| ALCADE, subst. masc. A.− Vx. Nom donné autrefois à certains juges et magistrats qui occupaient des charges civiles et judiciaires correspondant à la fois à celles du juge de paix, du lieutenant de police et du maire : 1. S'il restoit quelque chose du trésor public, au bout de l'année, on appliquoit ce superflu aux dépenses du culte, et à la décharge du tribut de l'écu d'or, que chaque famille payoit au roi d'Espagne.

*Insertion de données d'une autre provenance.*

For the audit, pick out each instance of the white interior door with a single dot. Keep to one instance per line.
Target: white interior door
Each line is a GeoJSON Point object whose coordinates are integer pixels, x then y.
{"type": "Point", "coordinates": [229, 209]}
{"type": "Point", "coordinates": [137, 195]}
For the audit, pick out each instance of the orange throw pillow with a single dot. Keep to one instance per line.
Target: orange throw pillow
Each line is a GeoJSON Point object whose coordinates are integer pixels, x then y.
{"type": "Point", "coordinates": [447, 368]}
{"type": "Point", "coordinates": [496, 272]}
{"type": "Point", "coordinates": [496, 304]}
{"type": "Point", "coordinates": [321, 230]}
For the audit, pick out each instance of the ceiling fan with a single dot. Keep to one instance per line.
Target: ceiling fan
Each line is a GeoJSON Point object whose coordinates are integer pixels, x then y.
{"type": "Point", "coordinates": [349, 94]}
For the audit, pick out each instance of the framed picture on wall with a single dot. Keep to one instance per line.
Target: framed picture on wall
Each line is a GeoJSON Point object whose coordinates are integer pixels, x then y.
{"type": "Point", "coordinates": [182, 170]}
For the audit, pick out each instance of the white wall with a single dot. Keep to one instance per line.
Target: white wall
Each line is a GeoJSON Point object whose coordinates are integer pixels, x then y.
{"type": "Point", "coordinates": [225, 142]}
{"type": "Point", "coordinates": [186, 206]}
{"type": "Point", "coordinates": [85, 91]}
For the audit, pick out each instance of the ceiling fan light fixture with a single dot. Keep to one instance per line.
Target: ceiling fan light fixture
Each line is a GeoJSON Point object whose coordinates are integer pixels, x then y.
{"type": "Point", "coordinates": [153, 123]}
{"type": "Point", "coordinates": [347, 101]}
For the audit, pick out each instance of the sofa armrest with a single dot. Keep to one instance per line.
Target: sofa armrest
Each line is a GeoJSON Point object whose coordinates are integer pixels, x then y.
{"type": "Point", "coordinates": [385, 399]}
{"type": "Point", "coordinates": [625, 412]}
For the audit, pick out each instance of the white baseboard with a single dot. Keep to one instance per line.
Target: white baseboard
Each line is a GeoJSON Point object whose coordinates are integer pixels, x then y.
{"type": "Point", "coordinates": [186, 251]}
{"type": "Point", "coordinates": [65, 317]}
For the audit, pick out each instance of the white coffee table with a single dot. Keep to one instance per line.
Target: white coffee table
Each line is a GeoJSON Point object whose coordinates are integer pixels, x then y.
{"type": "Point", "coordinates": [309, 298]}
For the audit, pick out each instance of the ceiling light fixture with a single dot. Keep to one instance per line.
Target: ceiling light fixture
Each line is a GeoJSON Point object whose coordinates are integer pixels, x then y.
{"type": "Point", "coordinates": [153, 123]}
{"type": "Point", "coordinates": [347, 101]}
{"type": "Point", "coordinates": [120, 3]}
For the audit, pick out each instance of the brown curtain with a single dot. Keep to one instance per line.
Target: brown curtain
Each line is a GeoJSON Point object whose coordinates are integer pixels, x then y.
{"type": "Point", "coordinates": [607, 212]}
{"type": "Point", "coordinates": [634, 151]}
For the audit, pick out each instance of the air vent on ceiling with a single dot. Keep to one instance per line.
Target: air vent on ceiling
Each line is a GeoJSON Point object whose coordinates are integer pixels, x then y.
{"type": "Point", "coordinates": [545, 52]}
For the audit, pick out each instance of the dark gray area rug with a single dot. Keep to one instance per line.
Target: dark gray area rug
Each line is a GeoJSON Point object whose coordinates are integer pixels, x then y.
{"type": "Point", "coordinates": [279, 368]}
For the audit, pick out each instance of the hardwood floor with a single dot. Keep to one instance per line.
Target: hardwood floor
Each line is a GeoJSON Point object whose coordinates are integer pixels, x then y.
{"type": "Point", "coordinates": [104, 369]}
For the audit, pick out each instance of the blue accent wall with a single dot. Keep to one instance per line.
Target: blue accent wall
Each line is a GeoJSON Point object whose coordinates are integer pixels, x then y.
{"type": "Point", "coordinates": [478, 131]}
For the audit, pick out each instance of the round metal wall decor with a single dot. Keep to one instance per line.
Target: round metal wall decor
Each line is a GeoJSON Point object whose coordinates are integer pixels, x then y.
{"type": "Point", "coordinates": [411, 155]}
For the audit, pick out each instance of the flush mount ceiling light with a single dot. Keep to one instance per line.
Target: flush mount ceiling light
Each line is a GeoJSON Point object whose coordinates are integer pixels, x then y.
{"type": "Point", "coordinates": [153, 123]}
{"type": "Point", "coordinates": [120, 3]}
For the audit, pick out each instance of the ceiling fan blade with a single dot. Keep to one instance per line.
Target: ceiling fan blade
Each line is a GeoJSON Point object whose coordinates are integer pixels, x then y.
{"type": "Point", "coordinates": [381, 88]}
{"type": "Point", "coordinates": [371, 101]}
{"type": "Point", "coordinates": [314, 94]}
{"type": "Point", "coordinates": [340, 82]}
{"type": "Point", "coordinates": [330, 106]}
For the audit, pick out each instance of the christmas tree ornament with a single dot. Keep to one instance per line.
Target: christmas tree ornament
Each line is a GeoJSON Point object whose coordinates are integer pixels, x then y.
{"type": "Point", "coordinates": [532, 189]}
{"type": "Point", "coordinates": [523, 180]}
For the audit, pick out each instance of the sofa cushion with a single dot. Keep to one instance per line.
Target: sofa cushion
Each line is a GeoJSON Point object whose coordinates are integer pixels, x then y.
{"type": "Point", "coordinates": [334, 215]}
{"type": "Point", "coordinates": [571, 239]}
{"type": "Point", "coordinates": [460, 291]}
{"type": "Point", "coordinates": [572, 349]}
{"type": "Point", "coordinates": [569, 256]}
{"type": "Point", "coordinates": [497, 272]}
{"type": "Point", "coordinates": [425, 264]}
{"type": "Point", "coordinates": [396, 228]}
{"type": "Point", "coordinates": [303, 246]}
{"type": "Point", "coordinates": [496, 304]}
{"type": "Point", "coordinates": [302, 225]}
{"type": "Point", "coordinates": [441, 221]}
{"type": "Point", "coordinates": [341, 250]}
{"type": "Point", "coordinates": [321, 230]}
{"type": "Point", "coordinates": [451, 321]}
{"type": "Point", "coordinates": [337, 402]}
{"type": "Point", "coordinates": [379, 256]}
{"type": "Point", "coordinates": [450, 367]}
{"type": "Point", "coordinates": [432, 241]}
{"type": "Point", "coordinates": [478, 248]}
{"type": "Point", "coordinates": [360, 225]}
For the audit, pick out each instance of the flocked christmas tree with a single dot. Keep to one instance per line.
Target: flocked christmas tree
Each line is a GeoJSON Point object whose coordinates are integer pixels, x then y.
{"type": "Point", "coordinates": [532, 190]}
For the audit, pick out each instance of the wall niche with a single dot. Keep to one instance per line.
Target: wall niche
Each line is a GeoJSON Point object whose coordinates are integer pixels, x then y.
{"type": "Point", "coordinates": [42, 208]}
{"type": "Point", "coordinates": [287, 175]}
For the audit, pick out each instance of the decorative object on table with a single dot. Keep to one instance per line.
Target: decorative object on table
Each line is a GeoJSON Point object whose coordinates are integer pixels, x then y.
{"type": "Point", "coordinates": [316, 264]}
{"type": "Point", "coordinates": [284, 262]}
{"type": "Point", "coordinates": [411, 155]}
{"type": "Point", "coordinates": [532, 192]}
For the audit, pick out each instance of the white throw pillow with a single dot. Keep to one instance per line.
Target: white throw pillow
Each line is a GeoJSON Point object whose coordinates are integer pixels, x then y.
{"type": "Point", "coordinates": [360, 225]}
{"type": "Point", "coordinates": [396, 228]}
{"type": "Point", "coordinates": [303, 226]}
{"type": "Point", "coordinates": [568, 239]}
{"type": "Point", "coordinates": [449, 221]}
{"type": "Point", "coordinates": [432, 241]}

Un cacique ou chef de guerre, un corregidor pour l'administration de la justice, des regidors et des alcades pour la police et la direction des travaux publics, formoient le corps militaire, civil et politique des réductions.
F.-R. de Chateaubriand, Génie du Christianisme,t. 2, 1803, p. 436. 2. Ce vieil alcade s'assied dans un grand fauteuil d'alcade en arrangeant ses manches d'alcade. L'Espagne est le seul pays où il y ait des alcades attachés à de grandes manches, où se voient autour du cou des alcades, ces fraises qui sur les théâtres de Paris sont la moitié de leurs fonctions.
H. de Balzac, Les Illusions perdues,1843, p. 346. 3. On ne pouvait se fier à personne mieux qu'à un fraudeur. Le juge-alcade d'Oyarzun prit un jour un contrebandier des ports secs, et le fit mettre à la question pour le forcer à nommer son bailleur de fonds secret. Le contrebandier ne nomma point le bailleur de fonds. Ce bailleur de fonds était le juge-alcade. De ces deux complices, le juge et le contrebandier, l'un avait dû, pour obéir aux yeux de tous à la loi, ordonner la torture, à laquelle l'autre avait résisté, pour obéir à son serment.
V. Hugo, Les Travailleurs de la mer,1866, p. 147. 4. le gouverneur. − (...) Rien n'est bon de ce qui est nouveau.
les alcades. − Le gouverneur a bien parlé! Rien n'est bon de ce qui est nouveau. Nous autres alcades, mandatés par la sagesse et les ans, voulons croire en particulier que nos bons pauvres ne se sont pas donné un air d'ironie. L'ironie est une vertu qui détruit. Un bon gouverneur lui préfère les vices qui construisent.
A. Camus, L'État de siège,1948, p. 204. − P. ext. Nom de ce magistrat dans les pays ou régions sous administration espagnole : 5. Sieur Ferdinand-Alphonse Honoré, marquis de Digoine du Palais, âgé de près de 40 ans, alcade de la noblesse de Bourgogne...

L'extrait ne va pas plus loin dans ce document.